Never did their city appear more like the capital of an empire than when its shabbiness was transformed into a realm of fantasy. Whole theatres might be raised, adorned with marble columns, their floors made of glass or gilded floorboards, filled with bronze statues and dazzling trompe l’oeils – and yet the theatres themselves were merely sets. Thrown up to stage a festival, they would be torn down brutally the moment it had finished. Only once, back in 154, had the censors licensed the construction of a permanent theatre, but even as it was nearing completion, prominent at the base of the Palatine, opinion in the Senate had hardened against it and it had been dismantled, block by block. The result, still apparent nearly a century later, was a powerful incongruity: Rome, mistress of the world, lacked what even the most provincial towns in Italy possessed: a theatre built of stone.

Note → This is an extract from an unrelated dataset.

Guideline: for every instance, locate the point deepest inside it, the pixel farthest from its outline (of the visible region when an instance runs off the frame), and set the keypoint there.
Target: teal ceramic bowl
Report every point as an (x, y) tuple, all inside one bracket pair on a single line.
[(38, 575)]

To many citizens, this remained a source of pride, an emphatic demonstration of republican virtue and a guarantee of that ‘peculiar manliness which has always distinguished the Roman people’.1 To others, it was an embarrassment. Pompey, for instance, swaggering his way around the East, had resented being upstaged by the splendours of Greek architecture, regarding it as an affront to his own prestige and that of Rome. Having looted everything from wine-coolers to balsam trees for his triumph, he had rounded off his pilfering by having sketches drawn of the great theatre of Mitylene, planning to build a copy of it, ‘only larger and more magnificent’.2 Even as the debris from his triumph was being swept up, Pompey’s labourers were moving in on the Campus Martius. Flat, empty and close to the Forum, nothing more tempting to a developer could have been imagined – and Pompey had never been good at resisting temptation. The monumentalism of his plans was obvious from the start. He claimed, disingenuously, that he was building a temple to Venus and that the seats were designed as steps leading upwards to the shrine, but nobody was fooled. Once again, as had happened throughout Pompey’s career, precedent was being trampled with cavalier abandon. Not that Pompey himself was remotely bothered. The money being spent was his own, after all. What else should he spend his fortune on if not a gift to the Roman people?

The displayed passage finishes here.